Lisa Maria Masser - von der Betroffenen zur Helferin
Lisa, eine junge, mutige Frau, kämpft seit ihrem sechsten Lebensjahr unermüdlich gegen ihre Alopecia an. Sie möchte anderen zeigen, wie sie sich selbst lieben können. Lisa lädt jeden ein, sich mit ihr auszutauschen. Gemeinsam mit anderen Betroffenen möchte sie anderen helfen, ihren eigenen Weg im Umgang mit Alopecia zu finden.
Lisa ist über soziale Netzwerke wie Facebook und Instagram erreichbar und beantwortet jede Anfrage persönlich.
Das Outing
Lisa Maria Masser, die große Liebe des jungen und erfolgreichen Winzers Florian Masser aus der Südsteiermark, ist seit jeher eine starke Persönlichkeit. Sie hat stets zu sich selbst gestanden und sich nicht von der Meinung anderer beeinflussen lassen. Vor einigen Wochen begann Lisa, Bilder von sich mit einem Kopftuch auf ihren sozialen Netzwerken zu posten. Dies führte zu einer Welle der Aufmerksamkeit und zahlreichen Kommentaren und Meinungen. Sie war nicht bereit, sich über die Gründe für ihr Kopftuch zu äußern. Doch als die Belastung zu groß wurde, beschloss sie, ihre Geschichte zu erzählen.
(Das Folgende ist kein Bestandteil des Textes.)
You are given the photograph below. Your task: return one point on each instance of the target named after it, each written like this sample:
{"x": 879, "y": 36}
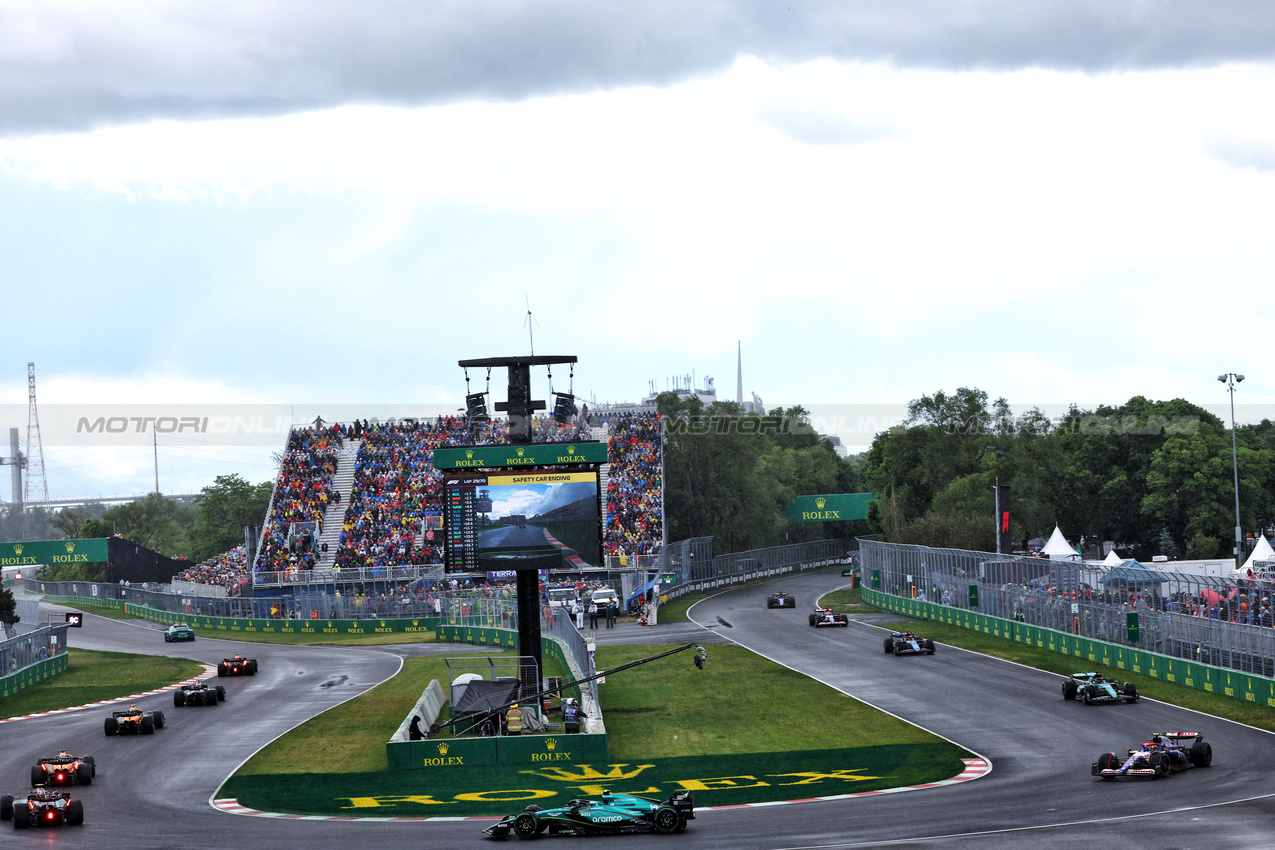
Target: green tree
{"x": 225, "y": 507}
"Ich möchte betonen, dass ich keine Chemotherapie durchmache. Ich kämpfe seit meinem sechsten Lebensjahr mit Alopezie." Lisa Maria Masser
Ihr Weg zur Selbstliebe
Die junge starke Frau, seit ihrem sechsten Lebensjahr von Alopezie betroffen, hat sich in einem ständigen Kampf gegen den Haarausfall befunden. Vor allem die Pubertät war für sie eine schwere und belastende Zeit. Doch dank ihrer jahrelangen Hingabe als professionelle Dressurreiterin hat Lisa gelernt, dass sie ihrem eigenen Können vertrauen kann – und möchte nun anderen, die ähnliche Schwierigkeiten haben, zur Seite stehen. Mit einem Posting teilte sie persönliche Einblicke in ihren Umgang mit Alopezie. Ihr Ziel ist es zu zeigen, wieviel Mut es braucht, um trotz vermeintlicher Unsicherheiten einen Weg zur Selbstakzeptanz zu finden. Lisa war sich immer ihrer Andersartigkeit bewusst und wusste, dass ihr Erscheinungsbild sich von dem anderer Frauen unterschied. Diese Tatsache minderte jedoch weder ihre Attraktivität noch ihr Selbstbewusstsein. Vielmehr betont sie im Gespräch mit OBEGG selbstbewusst: „Ich liebe meinen Körper und mein Aussehen!“ Zwar ärgerte es sie zuweilen, dass sie nicht den stereotypischen Schönheitsidealen entsprach, doch sie akzeptierte ihre Andersartigkeit und fand in dieser sogar eine eigene, unwiderstehliche Anziehungskraft.